I am working on a couple of projects that use Ruby on the back end and JavaScript on the front end. The Ruby convention for variables is snake_case
, while JavaScript variables are camelCased
. This causes friction when we pass things between the front end and the back end.
An ad-hoc solution might result in the Ruby code handling some camel-cased variables when reading in JSON or when sending a response. Otherwise, the JavaScript code has underscores all over the place, which is also undesirable. It has the effect of cluttering up our front end code.

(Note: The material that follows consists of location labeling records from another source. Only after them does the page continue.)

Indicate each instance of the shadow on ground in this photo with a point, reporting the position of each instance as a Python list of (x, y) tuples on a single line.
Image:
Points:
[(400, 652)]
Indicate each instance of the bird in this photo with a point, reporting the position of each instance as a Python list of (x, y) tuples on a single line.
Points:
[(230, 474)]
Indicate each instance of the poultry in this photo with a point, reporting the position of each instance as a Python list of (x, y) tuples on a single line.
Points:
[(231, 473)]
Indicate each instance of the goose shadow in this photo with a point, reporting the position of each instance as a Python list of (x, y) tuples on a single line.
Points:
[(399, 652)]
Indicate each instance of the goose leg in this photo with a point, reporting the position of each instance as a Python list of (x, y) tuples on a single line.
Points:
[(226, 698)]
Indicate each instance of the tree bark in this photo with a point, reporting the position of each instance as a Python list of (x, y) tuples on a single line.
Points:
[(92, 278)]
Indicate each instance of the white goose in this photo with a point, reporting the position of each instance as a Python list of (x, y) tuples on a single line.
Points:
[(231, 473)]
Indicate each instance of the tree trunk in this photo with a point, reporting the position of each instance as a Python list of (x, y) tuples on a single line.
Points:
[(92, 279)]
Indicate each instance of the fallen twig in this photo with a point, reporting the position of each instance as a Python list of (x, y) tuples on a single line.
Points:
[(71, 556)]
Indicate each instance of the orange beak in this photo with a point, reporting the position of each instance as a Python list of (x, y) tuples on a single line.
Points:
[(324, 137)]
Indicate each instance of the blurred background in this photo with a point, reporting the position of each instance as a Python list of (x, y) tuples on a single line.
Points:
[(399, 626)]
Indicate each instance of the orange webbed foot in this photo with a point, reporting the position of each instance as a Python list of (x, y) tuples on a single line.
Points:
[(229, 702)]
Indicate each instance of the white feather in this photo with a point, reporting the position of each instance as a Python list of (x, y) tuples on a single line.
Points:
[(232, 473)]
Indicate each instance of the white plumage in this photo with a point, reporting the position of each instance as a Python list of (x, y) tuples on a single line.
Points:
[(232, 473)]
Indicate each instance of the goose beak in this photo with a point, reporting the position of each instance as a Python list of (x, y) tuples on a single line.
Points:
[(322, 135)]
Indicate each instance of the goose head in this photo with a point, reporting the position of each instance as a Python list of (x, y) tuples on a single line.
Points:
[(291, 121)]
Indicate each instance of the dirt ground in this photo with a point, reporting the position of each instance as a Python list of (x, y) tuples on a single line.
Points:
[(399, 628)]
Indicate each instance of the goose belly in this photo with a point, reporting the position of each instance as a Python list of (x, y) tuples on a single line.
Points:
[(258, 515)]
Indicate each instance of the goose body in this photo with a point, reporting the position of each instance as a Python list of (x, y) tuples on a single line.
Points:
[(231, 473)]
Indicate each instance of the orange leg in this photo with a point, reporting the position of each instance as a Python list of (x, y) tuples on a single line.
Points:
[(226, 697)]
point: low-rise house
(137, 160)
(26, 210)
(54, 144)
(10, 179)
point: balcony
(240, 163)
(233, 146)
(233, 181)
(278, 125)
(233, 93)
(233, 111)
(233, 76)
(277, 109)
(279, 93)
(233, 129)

Overall, this discrepancy makes it harder to derive the right variable name each time on both the server and the client. Languages have conventions primarily to make it easier to remember what to call things. However, this breaks down when there are two or more languages in play that have different conventions.
A solution that I implemented that I’m pretty happy with so far is to consistently snake- and camel-case on the server. This can be done with two steps. First, we create a middleware that intercepts requests with a JSON body and converts the keys to snake-case. Then, whenever we send a JSON response, we convert the response to camel-case for the client to consume.

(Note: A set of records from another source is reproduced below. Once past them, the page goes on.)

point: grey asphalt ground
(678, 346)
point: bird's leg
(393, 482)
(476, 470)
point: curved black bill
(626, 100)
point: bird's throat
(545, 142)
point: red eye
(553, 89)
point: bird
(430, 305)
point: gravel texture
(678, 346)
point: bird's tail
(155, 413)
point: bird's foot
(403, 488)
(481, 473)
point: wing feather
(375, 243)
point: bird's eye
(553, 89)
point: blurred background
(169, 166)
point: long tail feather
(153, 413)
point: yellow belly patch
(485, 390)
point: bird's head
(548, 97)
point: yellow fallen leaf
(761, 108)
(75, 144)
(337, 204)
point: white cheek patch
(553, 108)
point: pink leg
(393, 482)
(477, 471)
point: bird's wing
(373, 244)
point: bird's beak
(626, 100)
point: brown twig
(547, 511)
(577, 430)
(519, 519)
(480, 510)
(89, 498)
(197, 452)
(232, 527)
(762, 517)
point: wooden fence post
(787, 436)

There are a few advantages to doing it this way. We will have consistent snake-casing on the back end and consistent camel-casing on the front end. Our linters will have fewer false positives. In addition, our tests are also generally easier to write because they can use the correct case (except for server-side controller tests, since these require camel-case input.)
For the specific project that I’m working on, I used a pair of gems written by the same author. The plissken gem turns camel-cased hash keys into their snake-case equivalent, and even works recursively for arrays of hashes. The awrence gem does the reverse, going from snake-case to camel-case. So if we were using Sinatra and ActiveSupport, a middleware might look like:
...
use Rack::Parser, parsers: {
'application/json' => -> (data) do
JSON.parse(data).to_snake_keys.with_indifferent_access
end
}
...
Which will load the JSON body into the params
hash, and we can access it with symbols or strings.
Our JSON responses can be automatically camel-cased with the following middleware:
class CamelizeJsonResponseMiddleware < Sinatra::Base
after do
pass unless content_type == 'application/json'
if response.body.length > 0
body response.body.to_camelback_keys.to_json
end
end
end
The nice thing about using middlewares is that we don’t have to remember to convert for each request. Our application is more consistent as a result.
One potential downside is if the gems don’t work as expected or if the input or output is particularly complicated and our expectations are violated. The other would be if someone new came onto the project and doesn’t understand the middlewares. They might be quite confused until they figured out what was going on. I think documentation and logging would help address most of the issues here.
I’m pretty happy with how this worked out, and think that it makes the code a lot cleaner. Hope this helps you on your projects!